WASHINGTON—Saying the U.S. is standing by as Philippine President Rodrigo Duterte’s army and police massacre thousands of people in an alleged “war on drugs,” U.S. religious groups and Philippine activists are taking a message of resistance—and their campaign to cut off U.S. support—nationwide.
The drive actually started at an international human rights conference in San Francisco in mid-April, when one of the prime human rights campaigners, Jerome Abba, was supposed to brief the group. He never got the chance. But that hasn’t stopped the campaigners, who are starting a tour of the U.S.
At an April 24 session in D.C., Rossella De Leon, head of the Secretariat for the International Coalition for Human Rights in the Philippines-U.S., described how U.S. agents detained Abba at San Francisco International Airport.
Before being deported despite a valid U.S. visa, Abba was held incommunicado for 28 hours, threatened with shooting, accused of being a terrorist and a communist, stripped naked, and left unfed for much of the time. Agents offered a meal with pork to Abba, who had previously informed them he is an observant Muslim—for whom pork is forbidden.
“He was subjected to physical and psychological torture by Customs and Border Patrol and Department of Homeland Security agents,” De Leon said. Meanwhile, the attorney Abba kept demanding to see, from the National Lawyers Guild, was barred outside the airport’s security offices and several hundred demonstrators joined in protest, demanding Abba’s freedom. Another protest occurred April 23.
But what’s going on in the Philippines is even worse, said Fritzi Junance Magbanua, a Lumad teacher from the island of Mindanao and leader of the Save Our Schools network there.
“The world is becoming more and more dangerous for human rights defenders,” she said. “With martial law, government forces were given authority for extrajudicial killings.” That includes people killed for resisting corporate takeovers in order “to extract resources from their land,” for example. One of her students, aged 19, was “killed in cold blood,” in an extrajudicial murder last year.
And there have been 68 attacks on 89 schools, affecting 2,500 students in the last few months, she said.
The schools have become havens of freedom for dissenters and human rights defenders, she said. “This story of resistance is what I wish to inspire.”
Even the Trump administration’s State Department, in its human rights report—greatly sanitized from the Obama years—concedes there’s a problem in the Philippines, a U.S. territory from 1898-1946.
“Extrajudicial killings have been the chief human rights concern in the country for many years and, after a sharp rise with the onset of the antidrug campaign in 2016, they continued in 2017. From January to the end of September, media reports chronicled more than 900 fatalities in police operations suspected to be connected with the government’s antidrug campaign,” the report says in part.
“Significant concerns persisted about impunity of civilian national and local government officials and powerful business and commercial figures,” the report adds.
Abba was still able to tell conference delegates the story, via video, about Duterte’s killings, which have totaled a minimum of 20,000 by the Philippine Army since the former mayor of Davao entered the Malacanang Palace, Manila’s equivalent of the White House.
And that’s not counting the extrajudicial killings, said speakers at the D.C. session, start of the Stop The Killings tour.

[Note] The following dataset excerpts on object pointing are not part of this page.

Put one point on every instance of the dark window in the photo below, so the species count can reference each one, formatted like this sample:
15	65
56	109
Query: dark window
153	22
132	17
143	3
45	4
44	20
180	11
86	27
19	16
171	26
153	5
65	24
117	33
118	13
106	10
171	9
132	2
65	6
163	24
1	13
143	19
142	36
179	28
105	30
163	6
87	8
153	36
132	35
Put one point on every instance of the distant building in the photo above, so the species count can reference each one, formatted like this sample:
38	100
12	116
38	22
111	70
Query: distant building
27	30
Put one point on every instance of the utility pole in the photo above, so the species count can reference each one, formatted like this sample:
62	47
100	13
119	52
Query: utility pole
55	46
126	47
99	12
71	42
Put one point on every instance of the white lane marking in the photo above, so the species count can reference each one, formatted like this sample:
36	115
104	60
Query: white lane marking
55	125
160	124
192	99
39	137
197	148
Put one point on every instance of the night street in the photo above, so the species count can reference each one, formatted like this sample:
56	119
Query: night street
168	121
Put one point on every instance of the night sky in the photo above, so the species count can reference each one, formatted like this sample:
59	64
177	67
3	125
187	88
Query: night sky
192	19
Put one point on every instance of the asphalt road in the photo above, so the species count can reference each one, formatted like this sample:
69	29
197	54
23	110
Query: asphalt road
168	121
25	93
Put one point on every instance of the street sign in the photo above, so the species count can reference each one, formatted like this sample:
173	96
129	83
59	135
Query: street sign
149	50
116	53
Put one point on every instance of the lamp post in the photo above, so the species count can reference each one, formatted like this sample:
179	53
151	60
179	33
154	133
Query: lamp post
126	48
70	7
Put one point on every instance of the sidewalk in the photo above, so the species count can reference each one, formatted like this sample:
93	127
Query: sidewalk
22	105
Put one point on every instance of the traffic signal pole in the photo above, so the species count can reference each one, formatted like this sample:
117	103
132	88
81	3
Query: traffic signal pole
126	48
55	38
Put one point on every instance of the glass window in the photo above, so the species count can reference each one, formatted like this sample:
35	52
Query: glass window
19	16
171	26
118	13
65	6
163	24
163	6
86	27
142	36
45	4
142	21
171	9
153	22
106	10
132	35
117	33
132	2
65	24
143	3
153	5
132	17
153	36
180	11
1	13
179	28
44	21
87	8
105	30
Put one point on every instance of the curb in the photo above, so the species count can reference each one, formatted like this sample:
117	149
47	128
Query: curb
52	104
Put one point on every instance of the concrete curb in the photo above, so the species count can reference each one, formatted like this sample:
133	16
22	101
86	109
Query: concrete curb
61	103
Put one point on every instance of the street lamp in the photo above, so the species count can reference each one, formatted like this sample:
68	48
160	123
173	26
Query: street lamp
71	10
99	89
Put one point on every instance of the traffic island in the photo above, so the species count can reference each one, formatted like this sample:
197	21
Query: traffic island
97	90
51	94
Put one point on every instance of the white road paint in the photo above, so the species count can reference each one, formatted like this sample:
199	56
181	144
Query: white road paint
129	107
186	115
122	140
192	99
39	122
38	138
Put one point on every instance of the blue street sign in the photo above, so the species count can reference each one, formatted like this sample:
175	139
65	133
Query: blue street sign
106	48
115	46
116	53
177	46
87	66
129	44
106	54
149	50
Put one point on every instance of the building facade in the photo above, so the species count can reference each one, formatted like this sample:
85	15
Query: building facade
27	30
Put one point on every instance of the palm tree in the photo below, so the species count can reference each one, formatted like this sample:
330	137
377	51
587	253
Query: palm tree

The tour will continue to New York City through April 27, Chicago April 28-30, Seattle and Portland May 1-5, San Francisco May 6-9 and Los Angeles May 10-11.
The Philippine speakers drew support from the United Church of Christ, the Methodist Church, Jewish Voices for Peace, and other religious groups. They also met with members of the House Human Rights Caucus and contacted both Asian-Pacific American Labor Alliance—the AFL-CIO constituency group for Asian-American workers—and the Solidarity Center, the fed’s overseas arm.
“I’m sickened and horrified. What would ordinarily be shock treatment is especially abhorrent,” said Methodist Rev. Susan Henry-Crowe of the U.S. officials’ treatment of Abba.
The government’s treatment and deportation of Abba may fit a pattern, warned Rev. Michael Neuroth, the United Church of Christ’s policy advocate. Citing a recent Guardian article, he said federal authorities are treating other invited foreign speakers in similar ways. In so many words, he called it un-Christian.
Neuroth also offered practical help: After the meeting, he headed over to Congress to lobby to restore—and intensify—U.S. conditions on military aid to the Philippines. Lawmakers imposed some conditions, which the Democratic Obama administration implemented four years ago, cutting military aid by one-third, or $10 million. But they were dropped a year later.
“We call on the president”—U.S. President Donald Trump—“to end the policy of extreme vetting of human rights defenders” from abroad, “to stop the extrajudicial killings” by Duterte, “and to support S1055,” Neuroth added.
That measure, by Sen. Ben Cardin, D-Md., bans U.S. military weapons sales to the Philippine police and authorizes—but does not actually allot—$25 million both this fiscal year and next fiscal year, which starts Oct. 1, for protecting and promoting human rights in the Philippines.